With Elle I tried breastfeeding at the hospital but never got her to really latch so I came home and started to pump. Part of me hoped this would be different.
Pumping was fine but it is so inconvenient and time consuming. Because so many of my friends had babies the same time I had Elle this was very noticible. We would go to the mall or zoo and if their baby got hungry they would just "throw the baby on the boob" and keep going with life. I however had to have bottles packed in the cooler, find a place to warm them up and even find places (usually bathrooms) to pump myself so I didn't start to leak. I always found myself seperating from everyone. People would come visit and same situation, I always would have to leave the room to go sit somewhere alone and pump. It drains on you, especially when you are still trying to be a mom and get that all figured out.
At the hospital this time, I again tried to breast feed. Gemma actually latched and it wasn't perfect but it was working out. I was shocked. Well as the hours passed, she kept trying to breastfeed but it started to get harder and harder. She was very aggressive and would latch, let go and then latch again...problem being it would hurt me so bad. I tried toughing it out but eventually the pain was too painful and I couldn't do it. She actually was so aggressive that at one point she actually got a hold of my boob, not my nipple, and pulled a chunk of skin off.
Well we are about 2 days into this pumping and my milk is starting to come in and my supply is definitely starting to grow. It is a big reassurance to see the milk in the bottles. It motivates me to keep going and to see that I am doing something that makes a difference. I am still annoyed by having to stop what I am doing and pump ever 2-3 hours but deep down I know what I am doing is right for Gemma. She still is getting breastmilk, but she is just getting it in a bottle.
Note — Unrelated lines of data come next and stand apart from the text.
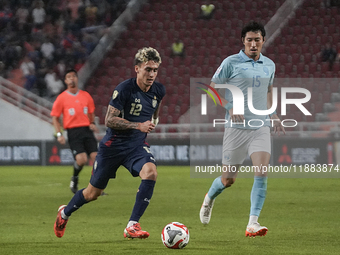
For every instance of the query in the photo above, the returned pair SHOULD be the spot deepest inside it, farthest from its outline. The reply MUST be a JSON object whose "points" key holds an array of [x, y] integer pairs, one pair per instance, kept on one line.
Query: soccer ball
{"points": [[175, 235]]}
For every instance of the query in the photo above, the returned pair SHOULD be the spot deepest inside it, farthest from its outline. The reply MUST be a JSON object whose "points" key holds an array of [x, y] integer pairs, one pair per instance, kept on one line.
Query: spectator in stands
{"points": [[177, 48], [38, 15], [207, 11], [328, 53], [41, 70], [54, 84], [91, 14], [21, 16], [3, 72], [60, 69], [47, 49], [28, 69]]}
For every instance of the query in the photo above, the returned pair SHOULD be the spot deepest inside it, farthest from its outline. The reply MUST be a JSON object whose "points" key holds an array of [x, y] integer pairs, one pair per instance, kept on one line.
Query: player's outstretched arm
{"points": [[278, 128], [155, 116], [234, 118], [57, 127], [113, 121]]}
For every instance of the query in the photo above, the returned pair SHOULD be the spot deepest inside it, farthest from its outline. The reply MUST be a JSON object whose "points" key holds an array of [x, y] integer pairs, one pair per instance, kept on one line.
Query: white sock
{"points": [[131, 222], [63, 215], [253, 219]]}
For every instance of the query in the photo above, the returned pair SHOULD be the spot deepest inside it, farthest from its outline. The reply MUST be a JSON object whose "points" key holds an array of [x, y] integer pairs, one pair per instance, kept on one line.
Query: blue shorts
{"points": [[108, 160]]}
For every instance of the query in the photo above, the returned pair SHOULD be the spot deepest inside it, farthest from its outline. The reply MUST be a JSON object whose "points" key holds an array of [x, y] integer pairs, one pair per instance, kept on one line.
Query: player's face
{"points": [[146, 73], [253, 42], [71, 80]]}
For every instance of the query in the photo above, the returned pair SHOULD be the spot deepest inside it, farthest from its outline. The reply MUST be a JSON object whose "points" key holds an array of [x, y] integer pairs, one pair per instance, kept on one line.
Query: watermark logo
{"points": [[238, 101]]}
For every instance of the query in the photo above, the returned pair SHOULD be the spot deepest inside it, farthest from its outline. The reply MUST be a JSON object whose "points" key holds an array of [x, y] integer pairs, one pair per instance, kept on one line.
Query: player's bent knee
{"points": [[149, 172], [91, 193], [227, 182]]}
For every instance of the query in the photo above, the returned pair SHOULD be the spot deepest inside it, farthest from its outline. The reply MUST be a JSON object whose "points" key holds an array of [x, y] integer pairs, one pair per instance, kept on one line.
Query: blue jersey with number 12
{"points": [[135, 106]]}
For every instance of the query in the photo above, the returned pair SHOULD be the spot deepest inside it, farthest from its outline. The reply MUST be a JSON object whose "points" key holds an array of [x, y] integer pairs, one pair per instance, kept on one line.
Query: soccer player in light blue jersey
{"points": [[246, 134]]}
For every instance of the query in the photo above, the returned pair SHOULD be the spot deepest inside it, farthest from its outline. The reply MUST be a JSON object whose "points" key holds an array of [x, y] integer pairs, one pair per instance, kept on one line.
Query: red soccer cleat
{"points": [[255, 229], [60, 223]]}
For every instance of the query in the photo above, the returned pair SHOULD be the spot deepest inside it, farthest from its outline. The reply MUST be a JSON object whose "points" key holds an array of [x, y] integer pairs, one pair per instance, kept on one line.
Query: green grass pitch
{"points": [[302, 215]]}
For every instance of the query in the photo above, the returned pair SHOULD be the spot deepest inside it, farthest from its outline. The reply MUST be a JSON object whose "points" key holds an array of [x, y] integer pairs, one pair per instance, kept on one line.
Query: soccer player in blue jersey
{"points": [[248, 68], [132, 113]]}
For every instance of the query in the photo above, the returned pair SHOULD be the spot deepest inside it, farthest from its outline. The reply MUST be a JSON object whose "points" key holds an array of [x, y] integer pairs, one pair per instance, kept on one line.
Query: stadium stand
{"points": [[207, 43], [296, 50]]}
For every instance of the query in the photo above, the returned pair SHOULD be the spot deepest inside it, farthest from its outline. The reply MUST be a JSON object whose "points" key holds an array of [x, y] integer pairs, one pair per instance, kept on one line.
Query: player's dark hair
{"points": [[147, 54], [253, 27], [70, 71]]}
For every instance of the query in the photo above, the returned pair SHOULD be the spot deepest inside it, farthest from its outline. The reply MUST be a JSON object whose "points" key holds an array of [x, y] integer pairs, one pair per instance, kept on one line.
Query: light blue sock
{"points": [[258, 195], [216, 188]]}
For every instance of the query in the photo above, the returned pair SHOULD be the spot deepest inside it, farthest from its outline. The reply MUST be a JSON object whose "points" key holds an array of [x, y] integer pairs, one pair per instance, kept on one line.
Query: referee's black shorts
{"points": [[82, 139]]}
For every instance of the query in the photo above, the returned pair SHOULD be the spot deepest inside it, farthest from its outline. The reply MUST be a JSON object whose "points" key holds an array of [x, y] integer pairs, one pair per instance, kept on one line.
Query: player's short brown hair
{"points": [[147, 54]]}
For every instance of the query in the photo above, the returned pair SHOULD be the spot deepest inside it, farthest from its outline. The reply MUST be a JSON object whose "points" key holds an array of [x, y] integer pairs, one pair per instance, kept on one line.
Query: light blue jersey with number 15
{"points": [[243, 72]]}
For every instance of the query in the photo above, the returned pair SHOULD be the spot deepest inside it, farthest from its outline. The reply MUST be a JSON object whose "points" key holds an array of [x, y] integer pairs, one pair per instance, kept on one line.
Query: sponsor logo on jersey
{"points": [[115, 94], [154, 102]]}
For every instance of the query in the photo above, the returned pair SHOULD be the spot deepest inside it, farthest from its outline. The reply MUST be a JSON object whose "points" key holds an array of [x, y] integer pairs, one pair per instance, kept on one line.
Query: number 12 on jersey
{"points": [[136, 109]]}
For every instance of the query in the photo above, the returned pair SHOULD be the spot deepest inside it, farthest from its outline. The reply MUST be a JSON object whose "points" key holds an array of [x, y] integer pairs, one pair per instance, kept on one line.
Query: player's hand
{"points": [[61, 139], [235, 118], [276, 122], [146, 127], [94, 128]]}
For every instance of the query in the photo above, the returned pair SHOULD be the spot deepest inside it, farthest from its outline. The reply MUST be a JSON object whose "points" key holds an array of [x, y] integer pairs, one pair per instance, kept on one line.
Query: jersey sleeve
{"points": [[57, 107], [271, 79], [91, 106], [222, 73], [118, 97]]}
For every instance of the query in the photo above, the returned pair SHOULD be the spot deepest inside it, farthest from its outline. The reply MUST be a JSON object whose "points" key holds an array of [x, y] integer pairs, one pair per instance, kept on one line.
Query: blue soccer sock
{"points": [[76, 202], [258, 195], [216, 188], [143, 197], [76, 169]]}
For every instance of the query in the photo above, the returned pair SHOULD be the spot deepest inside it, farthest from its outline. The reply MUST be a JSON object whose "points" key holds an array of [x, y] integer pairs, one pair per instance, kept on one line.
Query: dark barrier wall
{"points": [[177, 152]]}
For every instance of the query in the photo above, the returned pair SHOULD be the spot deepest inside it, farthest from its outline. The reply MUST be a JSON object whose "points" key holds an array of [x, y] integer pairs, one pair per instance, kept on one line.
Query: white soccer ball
{"points": [[175, 235]]}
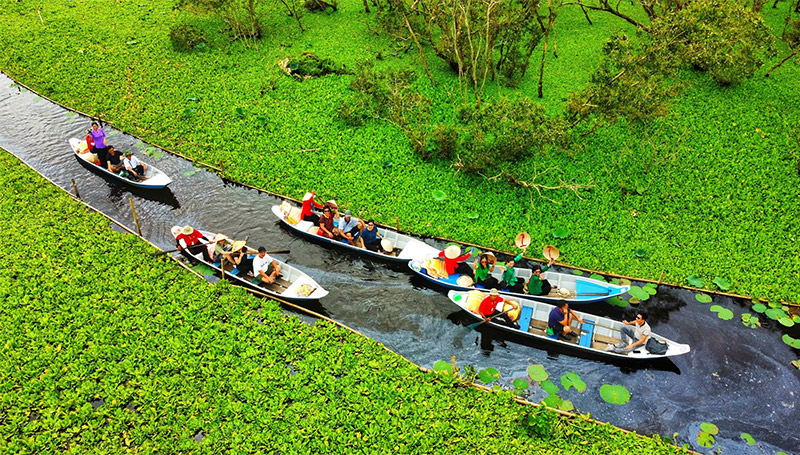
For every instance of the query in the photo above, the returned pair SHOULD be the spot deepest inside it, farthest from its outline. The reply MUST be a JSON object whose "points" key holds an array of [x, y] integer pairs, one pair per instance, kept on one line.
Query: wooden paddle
{"points": [[476, 324]]}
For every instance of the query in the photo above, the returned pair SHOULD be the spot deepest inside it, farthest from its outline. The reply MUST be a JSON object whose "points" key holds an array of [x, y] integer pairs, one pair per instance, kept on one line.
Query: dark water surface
{"points": [[738, 378]]}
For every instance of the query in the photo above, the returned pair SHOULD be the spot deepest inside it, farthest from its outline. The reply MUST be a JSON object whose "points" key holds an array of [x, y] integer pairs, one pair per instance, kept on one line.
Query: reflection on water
{"points": [[736, 377]]}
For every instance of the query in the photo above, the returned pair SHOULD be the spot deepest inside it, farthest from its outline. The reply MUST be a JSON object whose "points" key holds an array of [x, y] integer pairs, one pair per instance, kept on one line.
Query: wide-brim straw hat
{"points": [[452, 252]]}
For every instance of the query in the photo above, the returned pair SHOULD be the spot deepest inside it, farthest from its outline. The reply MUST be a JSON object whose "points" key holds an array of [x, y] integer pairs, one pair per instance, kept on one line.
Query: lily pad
{"points": [[573, 380], [488, 375], [537, 373], [639, 293], [615, 394], [520, 384], [695, 281], [560, 233], [722, 312], [703, 298], [722, 283], [550, 387]]}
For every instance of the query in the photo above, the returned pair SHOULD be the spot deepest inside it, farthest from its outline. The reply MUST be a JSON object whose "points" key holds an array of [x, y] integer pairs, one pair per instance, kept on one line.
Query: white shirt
{"points": [[260, 264], [131, 163]]}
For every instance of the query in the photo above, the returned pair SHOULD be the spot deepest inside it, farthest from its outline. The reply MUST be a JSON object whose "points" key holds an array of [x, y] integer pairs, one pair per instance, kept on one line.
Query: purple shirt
{"points": [[99, 138]]}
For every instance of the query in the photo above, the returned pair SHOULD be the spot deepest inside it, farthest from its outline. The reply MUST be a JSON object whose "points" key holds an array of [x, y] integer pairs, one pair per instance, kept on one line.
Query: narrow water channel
{"points": [[737, 378]]}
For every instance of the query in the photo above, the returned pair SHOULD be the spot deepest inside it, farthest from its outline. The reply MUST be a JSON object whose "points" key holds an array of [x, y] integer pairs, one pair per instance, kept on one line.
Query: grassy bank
{"points": [[107, 349], [711, 190]]}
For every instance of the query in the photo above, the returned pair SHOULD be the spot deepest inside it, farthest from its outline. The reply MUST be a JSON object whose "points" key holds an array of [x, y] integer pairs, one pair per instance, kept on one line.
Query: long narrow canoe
{"points": [[566, 286], [154, 178], [596, 333], [293, 284], [406, 248]]}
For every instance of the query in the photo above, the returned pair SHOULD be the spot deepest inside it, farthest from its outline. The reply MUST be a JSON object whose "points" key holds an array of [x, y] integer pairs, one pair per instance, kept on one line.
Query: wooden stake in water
{"points": [[135, 217], [75, 187]]}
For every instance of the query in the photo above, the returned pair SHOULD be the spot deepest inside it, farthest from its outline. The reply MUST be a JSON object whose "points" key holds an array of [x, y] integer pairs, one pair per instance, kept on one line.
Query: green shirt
{"points": [[535, 285]]}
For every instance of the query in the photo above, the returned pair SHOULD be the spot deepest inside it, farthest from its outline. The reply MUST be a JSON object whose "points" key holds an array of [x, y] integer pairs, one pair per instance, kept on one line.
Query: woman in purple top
{"points": [[100, 148]]}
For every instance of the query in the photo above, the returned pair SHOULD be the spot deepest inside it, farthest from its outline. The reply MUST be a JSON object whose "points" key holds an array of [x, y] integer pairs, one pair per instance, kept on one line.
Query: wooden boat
{"points": [[406, 248], [566, 286], [596, 333], [154, 178], [292, 284]]}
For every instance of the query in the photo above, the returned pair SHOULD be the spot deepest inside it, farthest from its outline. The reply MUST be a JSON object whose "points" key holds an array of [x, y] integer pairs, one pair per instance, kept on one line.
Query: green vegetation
{"points": [[161, 358], [708, 190]]}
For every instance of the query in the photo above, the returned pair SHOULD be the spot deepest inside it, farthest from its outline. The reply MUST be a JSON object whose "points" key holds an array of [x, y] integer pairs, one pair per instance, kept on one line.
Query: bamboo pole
{"points": [[135, 217]]}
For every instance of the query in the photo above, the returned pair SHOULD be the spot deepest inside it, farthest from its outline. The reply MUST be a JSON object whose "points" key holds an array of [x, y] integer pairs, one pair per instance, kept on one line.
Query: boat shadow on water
{"points": [[488, 336]]}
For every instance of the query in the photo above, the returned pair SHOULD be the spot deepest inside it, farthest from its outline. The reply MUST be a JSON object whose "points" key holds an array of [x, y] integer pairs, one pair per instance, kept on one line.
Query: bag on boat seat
{"points": [[656, 347]]}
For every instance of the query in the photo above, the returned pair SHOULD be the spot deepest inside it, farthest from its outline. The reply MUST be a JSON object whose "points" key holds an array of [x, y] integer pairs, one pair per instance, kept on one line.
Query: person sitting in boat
{"points": [[560, 320], [308, 203], [99, 147], [371, 237], [114, 161], [484, 266], [193, 241], [538, 285], [239, 256], [453, 261], [134, 166], [637, 334], [264, 267], [492, 306], [326, 224], [350, 229], [510, 280]]}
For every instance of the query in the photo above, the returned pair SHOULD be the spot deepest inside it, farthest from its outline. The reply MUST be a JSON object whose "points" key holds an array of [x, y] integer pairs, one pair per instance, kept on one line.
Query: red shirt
{"points": [[488, 305], [307, 207], [190, 239], [451, 264]]}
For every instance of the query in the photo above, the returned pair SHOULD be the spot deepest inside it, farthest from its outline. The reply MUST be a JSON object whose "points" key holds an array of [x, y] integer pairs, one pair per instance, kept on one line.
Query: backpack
{"points": [[656, 347]]}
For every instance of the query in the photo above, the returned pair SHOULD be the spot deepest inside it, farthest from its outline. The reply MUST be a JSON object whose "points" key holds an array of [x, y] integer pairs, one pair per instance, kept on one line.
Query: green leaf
{"points": [[615, 394], [722, 283], [488, 375], [709, 428], [695, 281], [537, 373], [749, 439], [550, 387], [520, 384], [573, 380], [703, 298], [560, 233]]}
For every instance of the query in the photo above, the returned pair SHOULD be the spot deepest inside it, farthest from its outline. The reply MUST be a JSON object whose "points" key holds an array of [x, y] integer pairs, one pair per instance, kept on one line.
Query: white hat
{"points": [[452, 252]]}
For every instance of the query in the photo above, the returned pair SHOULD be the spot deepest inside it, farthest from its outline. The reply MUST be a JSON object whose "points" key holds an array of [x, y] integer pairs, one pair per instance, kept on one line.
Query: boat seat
{"points": [[525, 318], [588, 331]]}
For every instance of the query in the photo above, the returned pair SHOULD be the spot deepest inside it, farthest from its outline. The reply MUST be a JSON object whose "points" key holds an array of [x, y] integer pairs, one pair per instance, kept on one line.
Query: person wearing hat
{"points": [[453, 261], [510, 280], [371, 237], [350, 229], [492, 308], [264, 267], [114, 160], [134, 166], [308, 203], [192, 240]]}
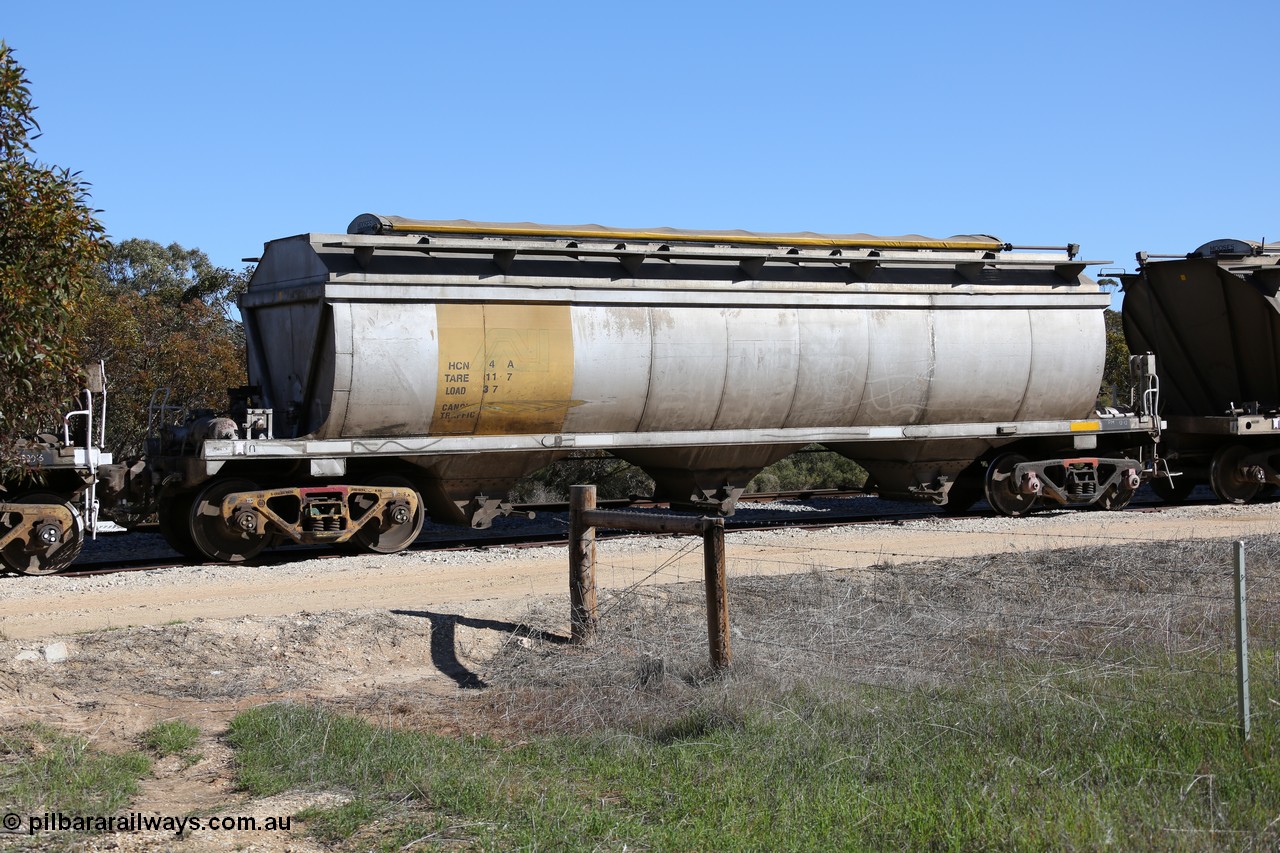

A positive of that is Chad and Ellery can help feed her this way and bond with her more. I know pumping is the best choice for our situation, but it still hurts a bit when people see me feeding her a bottle and say "oh I thought you were breastfeeding..." Then I have to have that awkward conversation that I am breastfeeding just through pumping. It's awkward because I feel like I have to justify what I am doing to them. Hopefully, I can not let those conversions get to me and I can just keep pumping strong.